Practice Relating to Rule 161. International Cooperation in Criminal Proceedings
Luxembourg’s Law on the Punishment of Grave Breaches (1985) states that, under certain conditions:
Luxembourg can hand over to governments of States parties to the [1949 Geneva Conventions] every foreign person being prosecuted or convicted in these States for an offence provided for in the Geneva Conventions and in Article 1 of this law, provided that sufficient charges are held against [him or her] and that the statutes of limitation for the public prosecution or for the sentencing have not yet been reached under Luxembourg’s law.
Luxembourg’s Law on the Punishment of Grave Breaches (1985), in a part dealing with the conditions for a possible extradition of war criminals, states: “The crimes provided for in Article 1 [i.e. grave breaches of the 1949 Geneva Conventions] are neither considered to be political crimes nor acts connected with similar crimes.”
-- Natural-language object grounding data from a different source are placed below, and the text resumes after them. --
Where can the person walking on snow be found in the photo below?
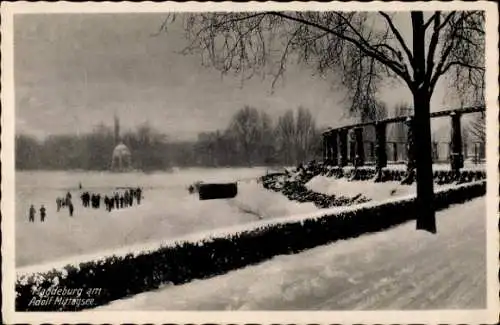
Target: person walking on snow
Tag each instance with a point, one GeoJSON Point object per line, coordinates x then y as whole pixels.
{"type": "Point", "coordinates": [42, 213]}
{"type": "Point", "coordinates": [32, 214]}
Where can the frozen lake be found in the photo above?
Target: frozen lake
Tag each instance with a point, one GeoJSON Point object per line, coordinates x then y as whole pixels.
{"type": "Point", "coordinates": [167, 210]}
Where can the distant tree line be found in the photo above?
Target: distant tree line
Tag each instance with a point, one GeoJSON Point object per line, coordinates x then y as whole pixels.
{"type": "Point", "coordinates": [251, 138]}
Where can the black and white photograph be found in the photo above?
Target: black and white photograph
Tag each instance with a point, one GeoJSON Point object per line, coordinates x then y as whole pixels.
{"type": "Point", "coordinates": [336, 160]}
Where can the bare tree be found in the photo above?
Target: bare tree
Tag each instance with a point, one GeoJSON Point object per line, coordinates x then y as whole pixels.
{"type": "Point", "coordinates": [443, 43]}
{"type": "Point", "coordinates": [305, 133]}
{"type": "Point", "coordinates": [246, 129]}
{"type": "Point", "coordinates": [285, 134]}
{"type": "Point", "coordinates": [477, 128]}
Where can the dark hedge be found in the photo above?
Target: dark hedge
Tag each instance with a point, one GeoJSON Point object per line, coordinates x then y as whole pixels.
{"type": "Point", "coordinates": [122, 276]}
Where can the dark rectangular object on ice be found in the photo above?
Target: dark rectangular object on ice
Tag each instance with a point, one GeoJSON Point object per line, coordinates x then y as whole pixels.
{"type": "Point", "coordinates": [217, 191]}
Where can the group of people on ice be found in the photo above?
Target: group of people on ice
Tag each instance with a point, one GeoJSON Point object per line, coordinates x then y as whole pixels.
{"type": "Point", "coordinates": [32, 213]}
{"type": "Point", "coordinates": [65, 202]}
{"type": "Point", "coordinates": [115, 201]}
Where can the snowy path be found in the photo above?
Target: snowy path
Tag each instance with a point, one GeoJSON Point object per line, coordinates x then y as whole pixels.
{"type": "Point", "coordinates": [167, 211]}
{"type": "Point", "coordinates": [397, 269]}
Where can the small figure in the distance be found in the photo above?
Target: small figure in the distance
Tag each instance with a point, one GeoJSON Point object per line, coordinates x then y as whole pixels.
{"type": "Point", "coordinates": [71, 208]}
{"type": "Point", "coordinates": [58, 204]}
{"type": "Point", "coordinates": [42, 213]}
{"type": "Point", "coordinates": [32, 214]}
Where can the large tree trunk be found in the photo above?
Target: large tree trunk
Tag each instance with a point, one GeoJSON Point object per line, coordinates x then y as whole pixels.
{"type": "Point", "coordinates": [423, 149]}
{"type": "Point", "coordinates": [426, 219]}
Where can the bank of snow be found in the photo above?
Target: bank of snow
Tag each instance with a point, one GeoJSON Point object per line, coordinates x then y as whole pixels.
{"type": "Point", "coordinates": [167, 211]}
{"type": "Point", "coordinates": [369, 189]}
{"type": "Point", "coordinates": [397, 269]}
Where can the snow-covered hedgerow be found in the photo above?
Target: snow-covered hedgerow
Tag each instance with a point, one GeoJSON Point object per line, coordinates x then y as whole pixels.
{"type": "Point", "coordinates": [124, 275]}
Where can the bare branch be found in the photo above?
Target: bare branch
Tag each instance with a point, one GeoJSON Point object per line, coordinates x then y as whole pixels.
{"type": "Point", "coordinates": [398, 36]}
{"type": "Point", "coordinates": [395, 66]}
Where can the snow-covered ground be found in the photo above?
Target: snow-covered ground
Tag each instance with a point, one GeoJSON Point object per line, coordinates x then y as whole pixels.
{"type": "Point", "coordinates": [400, 268]}
{"type": "Point", "coordinates": [167, 211]}
{"type": "Point", "coordinates": [371, 190]}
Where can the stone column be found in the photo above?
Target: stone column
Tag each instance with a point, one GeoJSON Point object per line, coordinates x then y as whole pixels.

Luxembourg’s Law on Cooperation with the International Tribunals (1999) states:
For the implementation of resolution 827 of the United Nations Security Council of 25 May 1993 establishing an International Tribunal for the Prosecution of Persons Responsible for Serious Violations of International Humanitarian Law Committed in the Territory of the Former Yugoslavia since 1991 and a date to be determined by the Security Council after the restoration of peace, and for the implementation of resolution 955 of the United Nations Security Council on 8 November 1994 establishing an International Criminal Tribunal for the Prosecution of Persons Responsible for Genocide and Other Serious Violations of International Humanitarian Law Committed in the Territory of Rwanda and Rwandan Citizens responsible for genocide and other such violations committed in the territory of neighbouring States, between 1 January 1994 and 31 December 1994, the Grand Duchy of Luxembourg participates in the repression of crimes and cooperates with these courts under the conditions laid down by this Act.